Starting Wednesday, June 3, those letters will go to home-bound seniors who rely on the local Meals on Wheels program. As of Tuesday morning, the center had received about 250 letters and cards to give lonely seniors.
“This was a great way for us to brighten their day and give them something to look forward to,” said Dana Peveler, the center’s executive director.
Peveler learned about the program from Lucy Kurtz, who volunteers at the Senior Community Center.
Kurtz recently earned a bioengineering degree from the University of Louisville. Soon, she heads off to work in Cincinnati, Ohio, for Ethicon, a Johnson & Johnson subsidiary.
Until then, she volunteers at the center, and she has joined the ranks of 1,207 volunteers who write letters for Letters against Isolation. The organization started April 6, after public health experts asked people 65 and older to stay home. Also, most nursing homes closed their doors to visitors.
Kurtz learned about the organization listening to a podcast.
“I really hated thinking about people completely confined to their homes,” she said.
So she and her boyfriend, Sean Dobson of Louisville, each started writing one letter a week for Letters Against Isolation. Every Saturday, Kurtz and Dobson receive writing assignments, which can be at one of 17 long-term care facilities or senior centers nationwide.
Kurtz shares uplifting poems or writes about desserts she recently baked. Messages always are upbeat.
She’s responsible for getting the Senior Community Center on Letters Against Isolation’s list
People of all ages volunteer for Letters Against Isolation. To learn more or to sign up, go to LettersAgainstIsolation.com.
Two sisters started the organization. They are Shreya and Saffron Patel.
Shreya, 18, will attend Washington University in St. Louis, Missouri, in the autumn.
Saffron, 16, is a 10th-grader in Cambridge, Massachusetts. Both share a passion for community service.
“During the COVID-19 crisis, we’ve been doing our best to support our self-isolating grandparents by calling them every day,” they wrote on their website.
Senior loneliness is well documented, the Patel sisters said. It affects the aging population’s mental and physical health.

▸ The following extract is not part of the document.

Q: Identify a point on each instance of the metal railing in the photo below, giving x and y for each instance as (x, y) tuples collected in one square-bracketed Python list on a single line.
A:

“We believed we could do something to help this situation,” their website reads.
They came up with the idea of spreading joy by writing letters to aging residents. Soon, the demand for letters outstripped their ability to supply them, so they started the volunteer organization and solicited writers nationwide.
More than 10,300 letters have gone to lonely seniors since April 6, Saffron said.
Volunteers do not include their names, addresses or phone numbers, so letters are anonymous. Sending gifts is not allowed.
Younger volunteers often send drawings or hand-made decorative cards. Older volunteers talk about their activities and write feel-good messages.
In about two months, Letters Against Isolation has linked up with volunteers from every state except North Dakota.
“We also have volunteers from Japan, England, Australia, Canada, Dubai, Germany, Netherlands, Pakistan, Qatar and Turkey,” Saffron said.
For now, Letters Against Isolation focuses on U.S. seniors, but, in the future, the group may expand to other countries, she said.
Peveler said the Senior Community Center’s staff and volunteers often discuss the struggles home-bound seniors face. The COVID-19 lock-down has been especially difficult.
“It’s so nice to feel like you’re doing something to end isolation,” Peveler said of letters going out Wednesday. “It’s such a gift to give our seniors.”